During the early years of the fishery, there were restricted seasons due to low sockeye salmon escapement estimates. However, during a number of years prior to 1996, the average harvest was approximately 25,000 fish per year, mostly sockeye. In March of 1996, the Alaska Board of Fisheries amended the Cook Inlet Personal Use Salmon Manage-ment Plan, liberalizing it and establishing a regular personal-use season.
The personal-use dipnet season is currently slated to open today through July 31, the fisheries requires a personal-use fishery permit and is limited to Alaska residents only.
In the past four years, about 15,000 permits have been issued during each year. The average harvest for this timeframe has exceeded 110,000 salmon annually. Because of this success, the personal-use fishery also has become known as a busy and, often times, congested fishery.
Indeed, as more and more Alaska residents become involved in the fishery, there are increasing concerns about littering, trespassing, illegal fishing, sanitation, bank erosion and illegal parking.
Two of the more common fishing violations involve failure to immediately record harvested fish and failure to remove both lobes of the tail fin.
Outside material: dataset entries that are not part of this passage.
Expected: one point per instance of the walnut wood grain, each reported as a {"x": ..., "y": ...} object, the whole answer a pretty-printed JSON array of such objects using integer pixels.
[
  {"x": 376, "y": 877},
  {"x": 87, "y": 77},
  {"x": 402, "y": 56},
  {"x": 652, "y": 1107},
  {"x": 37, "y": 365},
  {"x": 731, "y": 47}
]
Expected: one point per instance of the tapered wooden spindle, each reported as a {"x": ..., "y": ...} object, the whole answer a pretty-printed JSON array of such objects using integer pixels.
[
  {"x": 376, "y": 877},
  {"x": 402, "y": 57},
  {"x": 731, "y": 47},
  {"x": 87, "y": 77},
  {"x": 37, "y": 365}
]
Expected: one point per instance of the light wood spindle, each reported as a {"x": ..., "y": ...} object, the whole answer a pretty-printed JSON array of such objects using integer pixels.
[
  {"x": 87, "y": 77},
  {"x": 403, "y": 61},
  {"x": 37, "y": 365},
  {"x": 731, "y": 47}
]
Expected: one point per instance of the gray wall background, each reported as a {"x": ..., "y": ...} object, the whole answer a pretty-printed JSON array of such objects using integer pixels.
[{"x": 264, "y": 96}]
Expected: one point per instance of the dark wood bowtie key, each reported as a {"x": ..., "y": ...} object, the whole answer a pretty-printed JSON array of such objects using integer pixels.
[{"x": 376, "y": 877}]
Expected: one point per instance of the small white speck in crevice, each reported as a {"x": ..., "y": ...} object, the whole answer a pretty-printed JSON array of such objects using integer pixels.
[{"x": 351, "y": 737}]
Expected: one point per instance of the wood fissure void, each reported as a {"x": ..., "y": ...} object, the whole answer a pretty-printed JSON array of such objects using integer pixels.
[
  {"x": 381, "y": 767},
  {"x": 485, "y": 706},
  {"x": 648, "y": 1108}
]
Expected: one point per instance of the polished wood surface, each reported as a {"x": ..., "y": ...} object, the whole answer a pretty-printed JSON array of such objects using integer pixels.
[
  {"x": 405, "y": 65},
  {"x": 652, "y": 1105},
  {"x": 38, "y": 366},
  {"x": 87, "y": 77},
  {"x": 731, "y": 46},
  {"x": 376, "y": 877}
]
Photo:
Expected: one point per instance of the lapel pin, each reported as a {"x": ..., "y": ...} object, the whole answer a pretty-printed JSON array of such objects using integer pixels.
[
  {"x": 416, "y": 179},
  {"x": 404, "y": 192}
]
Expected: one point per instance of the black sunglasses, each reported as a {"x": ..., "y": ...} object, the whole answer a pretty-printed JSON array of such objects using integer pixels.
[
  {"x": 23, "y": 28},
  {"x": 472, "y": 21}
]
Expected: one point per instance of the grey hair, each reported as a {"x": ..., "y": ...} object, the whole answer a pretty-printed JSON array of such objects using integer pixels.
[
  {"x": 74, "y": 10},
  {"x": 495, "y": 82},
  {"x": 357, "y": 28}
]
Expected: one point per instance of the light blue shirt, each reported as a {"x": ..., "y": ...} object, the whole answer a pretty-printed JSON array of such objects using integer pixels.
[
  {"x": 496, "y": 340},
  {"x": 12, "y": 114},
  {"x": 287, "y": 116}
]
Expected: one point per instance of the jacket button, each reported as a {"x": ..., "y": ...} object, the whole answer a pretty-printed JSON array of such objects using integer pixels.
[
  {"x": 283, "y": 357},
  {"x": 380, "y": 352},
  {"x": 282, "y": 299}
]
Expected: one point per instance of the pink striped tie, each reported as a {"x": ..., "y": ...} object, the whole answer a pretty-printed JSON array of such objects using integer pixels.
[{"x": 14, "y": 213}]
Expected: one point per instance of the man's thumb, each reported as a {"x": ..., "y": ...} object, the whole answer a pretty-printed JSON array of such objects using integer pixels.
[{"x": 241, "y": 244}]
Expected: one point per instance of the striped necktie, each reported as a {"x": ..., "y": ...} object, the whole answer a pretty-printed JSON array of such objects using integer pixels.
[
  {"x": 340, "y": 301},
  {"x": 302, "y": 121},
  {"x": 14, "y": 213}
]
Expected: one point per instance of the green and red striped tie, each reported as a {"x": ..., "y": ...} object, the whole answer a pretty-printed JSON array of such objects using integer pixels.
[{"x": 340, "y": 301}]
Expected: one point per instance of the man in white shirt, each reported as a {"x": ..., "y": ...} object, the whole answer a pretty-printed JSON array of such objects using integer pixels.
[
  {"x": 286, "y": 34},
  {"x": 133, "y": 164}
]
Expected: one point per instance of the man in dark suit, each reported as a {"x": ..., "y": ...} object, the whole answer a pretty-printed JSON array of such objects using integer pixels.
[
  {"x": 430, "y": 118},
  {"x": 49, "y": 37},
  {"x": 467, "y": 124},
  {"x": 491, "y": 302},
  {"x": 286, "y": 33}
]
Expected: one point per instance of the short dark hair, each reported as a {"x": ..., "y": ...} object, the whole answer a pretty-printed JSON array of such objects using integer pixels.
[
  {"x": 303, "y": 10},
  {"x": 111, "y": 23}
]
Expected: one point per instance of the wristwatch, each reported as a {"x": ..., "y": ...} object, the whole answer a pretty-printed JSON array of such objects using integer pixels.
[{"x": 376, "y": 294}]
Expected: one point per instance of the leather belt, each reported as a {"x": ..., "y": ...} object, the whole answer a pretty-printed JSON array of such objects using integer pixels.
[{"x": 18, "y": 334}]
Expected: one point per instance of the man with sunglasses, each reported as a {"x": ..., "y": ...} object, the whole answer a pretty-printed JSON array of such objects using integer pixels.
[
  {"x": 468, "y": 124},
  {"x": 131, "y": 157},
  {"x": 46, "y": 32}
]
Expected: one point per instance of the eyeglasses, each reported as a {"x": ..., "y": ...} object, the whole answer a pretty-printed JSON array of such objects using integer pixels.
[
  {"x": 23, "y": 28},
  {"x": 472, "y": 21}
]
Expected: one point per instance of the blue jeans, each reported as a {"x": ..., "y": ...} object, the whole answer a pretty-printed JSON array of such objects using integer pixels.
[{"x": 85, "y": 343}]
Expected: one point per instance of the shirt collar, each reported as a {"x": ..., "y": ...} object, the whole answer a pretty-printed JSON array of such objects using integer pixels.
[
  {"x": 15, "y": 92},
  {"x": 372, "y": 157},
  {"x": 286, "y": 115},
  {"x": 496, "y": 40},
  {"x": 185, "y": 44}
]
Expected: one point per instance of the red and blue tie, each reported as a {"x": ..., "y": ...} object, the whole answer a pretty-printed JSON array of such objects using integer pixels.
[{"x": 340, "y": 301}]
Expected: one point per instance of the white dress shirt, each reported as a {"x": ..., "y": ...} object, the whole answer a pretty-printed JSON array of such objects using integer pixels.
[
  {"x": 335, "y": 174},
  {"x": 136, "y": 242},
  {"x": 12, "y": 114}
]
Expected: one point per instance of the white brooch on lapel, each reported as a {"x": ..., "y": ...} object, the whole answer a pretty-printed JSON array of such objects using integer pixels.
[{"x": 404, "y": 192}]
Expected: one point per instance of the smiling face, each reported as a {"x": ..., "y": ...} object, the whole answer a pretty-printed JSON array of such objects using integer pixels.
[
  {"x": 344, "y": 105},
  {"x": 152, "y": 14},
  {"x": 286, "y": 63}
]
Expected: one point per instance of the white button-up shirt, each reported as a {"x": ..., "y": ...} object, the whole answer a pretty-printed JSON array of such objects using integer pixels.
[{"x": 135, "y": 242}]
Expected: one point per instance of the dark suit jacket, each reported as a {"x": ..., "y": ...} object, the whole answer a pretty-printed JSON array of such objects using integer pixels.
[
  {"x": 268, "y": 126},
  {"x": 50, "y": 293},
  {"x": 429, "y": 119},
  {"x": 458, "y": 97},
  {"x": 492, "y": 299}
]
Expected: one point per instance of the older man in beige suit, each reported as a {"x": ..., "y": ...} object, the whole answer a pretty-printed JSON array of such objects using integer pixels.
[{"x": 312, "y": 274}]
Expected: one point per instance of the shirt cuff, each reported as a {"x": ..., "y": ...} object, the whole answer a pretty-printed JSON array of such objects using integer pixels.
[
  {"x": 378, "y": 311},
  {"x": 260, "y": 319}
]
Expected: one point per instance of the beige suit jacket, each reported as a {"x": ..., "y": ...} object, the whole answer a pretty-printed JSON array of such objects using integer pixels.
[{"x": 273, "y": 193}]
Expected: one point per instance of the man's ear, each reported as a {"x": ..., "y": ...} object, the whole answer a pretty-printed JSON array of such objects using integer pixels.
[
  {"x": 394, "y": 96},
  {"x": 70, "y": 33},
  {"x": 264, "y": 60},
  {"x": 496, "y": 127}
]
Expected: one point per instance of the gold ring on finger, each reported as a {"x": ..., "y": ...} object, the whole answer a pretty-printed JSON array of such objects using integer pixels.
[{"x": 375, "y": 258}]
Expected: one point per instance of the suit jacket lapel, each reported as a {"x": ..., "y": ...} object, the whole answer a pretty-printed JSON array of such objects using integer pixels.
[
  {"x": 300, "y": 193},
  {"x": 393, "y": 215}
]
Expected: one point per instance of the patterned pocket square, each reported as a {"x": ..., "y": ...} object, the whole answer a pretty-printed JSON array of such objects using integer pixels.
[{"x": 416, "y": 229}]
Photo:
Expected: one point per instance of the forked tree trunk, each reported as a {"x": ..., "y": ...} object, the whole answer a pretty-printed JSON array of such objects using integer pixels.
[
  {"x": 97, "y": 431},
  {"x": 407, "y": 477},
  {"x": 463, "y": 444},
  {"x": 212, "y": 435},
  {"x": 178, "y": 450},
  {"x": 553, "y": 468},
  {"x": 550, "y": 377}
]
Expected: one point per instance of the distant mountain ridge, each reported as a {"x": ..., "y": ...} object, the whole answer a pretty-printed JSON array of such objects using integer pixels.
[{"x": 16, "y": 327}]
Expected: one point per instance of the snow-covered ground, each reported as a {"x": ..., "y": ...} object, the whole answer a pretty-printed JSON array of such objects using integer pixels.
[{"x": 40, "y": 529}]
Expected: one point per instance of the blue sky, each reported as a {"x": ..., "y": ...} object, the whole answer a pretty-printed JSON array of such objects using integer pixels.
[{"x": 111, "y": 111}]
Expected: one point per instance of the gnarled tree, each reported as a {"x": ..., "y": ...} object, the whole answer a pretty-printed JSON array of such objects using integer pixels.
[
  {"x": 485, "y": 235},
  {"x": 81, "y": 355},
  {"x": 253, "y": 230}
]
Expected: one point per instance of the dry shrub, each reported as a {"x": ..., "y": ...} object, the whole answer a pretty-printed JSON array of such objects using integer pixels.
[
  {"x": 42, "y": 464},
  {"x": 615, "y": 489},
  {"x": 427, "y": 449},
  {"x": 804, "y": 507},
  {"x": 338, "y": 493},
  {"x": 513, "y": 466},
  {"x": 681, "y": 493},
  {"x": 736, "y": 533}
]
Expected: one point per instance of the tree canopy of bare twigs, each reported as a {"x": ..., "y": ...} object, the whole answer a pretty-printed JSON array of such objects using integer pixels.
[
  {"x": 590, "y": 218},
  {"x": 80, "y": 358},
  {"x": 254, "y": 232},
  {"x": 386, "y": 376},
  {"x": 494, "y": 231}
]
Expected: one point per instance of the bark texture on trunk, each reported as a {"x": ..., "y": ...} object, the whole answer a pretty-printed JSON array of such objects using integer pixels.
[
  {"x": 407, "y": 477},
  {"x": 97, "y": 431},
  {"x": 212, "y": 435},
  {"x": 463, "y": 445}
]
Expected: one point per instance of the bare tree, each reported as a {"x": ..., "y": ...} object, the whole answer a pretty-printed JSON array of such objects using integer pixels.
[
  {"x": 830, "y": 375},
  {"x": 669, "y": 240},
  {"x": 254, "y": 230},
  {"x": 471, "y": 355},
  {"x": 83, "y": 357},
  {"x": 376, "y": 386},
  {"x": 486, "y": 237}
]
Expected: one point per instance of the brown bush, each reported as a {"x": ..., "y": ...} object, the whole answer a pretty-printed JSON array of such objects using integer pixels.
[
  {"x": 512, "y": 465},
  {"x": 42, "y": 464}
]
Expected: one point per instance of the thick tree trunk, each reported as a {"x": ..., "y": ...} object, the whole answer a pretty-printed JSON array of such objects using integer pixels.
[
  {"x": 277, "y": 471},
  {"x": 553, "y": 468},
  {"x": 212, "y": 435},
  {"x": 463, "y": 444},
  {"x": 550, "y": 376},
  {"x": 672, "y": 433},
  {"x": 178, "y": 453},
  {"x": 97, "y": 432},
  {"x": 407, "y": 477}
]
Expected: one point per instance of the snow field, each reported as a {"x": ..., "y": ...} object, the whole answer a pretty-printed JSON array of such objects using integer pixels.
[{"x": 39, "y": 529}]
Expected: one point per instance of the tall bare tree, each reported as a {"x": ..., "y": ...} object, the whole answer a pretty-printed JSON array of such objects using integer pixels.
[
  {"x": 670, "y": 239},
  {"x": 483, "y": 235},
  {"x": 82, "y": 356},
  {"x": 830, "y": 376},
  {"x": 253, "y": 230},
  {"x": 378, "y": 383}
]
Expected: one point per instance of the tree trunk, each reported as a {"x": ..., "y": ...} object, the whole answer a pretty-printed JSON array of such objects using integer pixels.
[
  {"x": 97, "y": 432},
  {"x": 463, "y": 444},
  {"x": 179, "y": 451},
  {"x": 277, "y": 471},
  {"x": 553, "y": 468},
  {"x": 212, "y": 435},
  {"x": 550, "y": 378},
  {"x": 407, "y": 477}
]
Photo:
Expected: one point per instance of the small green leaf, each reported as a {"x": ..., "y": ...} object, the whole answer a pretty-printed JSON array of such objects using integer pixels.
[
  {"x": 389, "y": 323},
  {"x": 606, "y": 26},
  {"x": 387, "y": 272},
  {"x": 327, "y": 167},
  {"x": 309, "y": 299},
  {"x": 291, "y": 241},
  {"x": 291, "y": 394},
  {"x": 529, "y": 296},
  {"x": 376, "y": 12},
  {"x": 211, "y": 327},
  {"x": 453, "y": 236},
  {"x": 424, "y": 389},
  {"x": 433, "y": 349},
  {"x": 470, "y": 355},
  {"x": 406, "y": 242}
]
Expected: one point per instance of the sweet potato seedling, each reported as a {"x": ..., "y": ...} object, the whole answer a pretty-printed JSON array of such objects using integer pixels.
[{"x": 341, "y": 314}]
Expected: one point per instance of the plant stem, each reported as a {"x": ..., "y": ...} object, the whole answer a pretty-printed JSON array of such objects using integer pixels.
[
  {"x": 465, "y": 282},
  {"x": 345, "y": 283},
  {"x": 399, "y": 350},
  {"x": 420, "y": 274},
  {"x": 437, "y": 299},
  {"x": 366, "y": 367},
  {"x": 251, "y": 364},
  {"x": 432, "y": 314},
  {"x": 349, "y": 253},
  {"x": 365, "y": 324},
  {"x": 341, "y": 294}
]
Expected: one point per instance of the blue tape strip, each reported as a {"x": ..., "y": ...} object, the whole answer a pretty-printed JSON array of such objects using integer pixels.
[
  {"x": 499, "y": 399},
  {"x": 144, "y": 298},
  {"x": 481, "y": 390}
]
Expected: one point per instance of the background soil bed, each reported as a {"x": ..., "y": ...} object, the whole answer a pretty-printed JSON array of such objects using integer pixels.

The word immediately means before concealing the salmon from plain view or transporting the salmon from the fish site. Take a minute before leaving the fishing spot and make sure the fish tails are clipped and the harvest numbers are recorded on the proper permit.
The city of Kenai, the Alaska Department of Fish and Game's Sport Fish Division and the Alaska Department of Public Safety's Fish and Wildlife Protection Division have joined together to address problems such as littering and other concerns.
Fish and Game has provided the city with specially built Dumpsters to handle fish carcasses, a covered bulletin board to post fishery information and regulatory signs as well as fencing to control trespass on the north bluff area.
Fish and Wildlife protection has worked closely with the Kenai Police Department to increase the presence of enforcement officers during the fishery in order to reduce littering, parking and fishing violations. These joint efforts will continue through this year. The city of Kenai also will provide Dumpsters and portable toilets at the sites.
The U.S. Coast Guard will be on the Kenai River enforcing recreational boating safety regulations during the dipnet fishery. These regulations include required boating safety equipment and proper personal flotation device usage. All boaters are reminded that state law requires all children under age 13 to wear a life jacket when in an open boat or on the deck of a boat with a cabin. Boat registration requirements also will be enforced.
The Coast Guard Auxiliary will offer boaters free courtesy marine examinations Saturday and Sunday at the boat launch ramp in Kenai.
Regulations governing the dipnet fishery are in the Cook Inlet Sport Fishing Regulation Summary for 2000. The fishery is open to Alaska residents only and a permit is required. Permits are available at any Fish and Game office or at numerous Kenai Peninsula license vendors.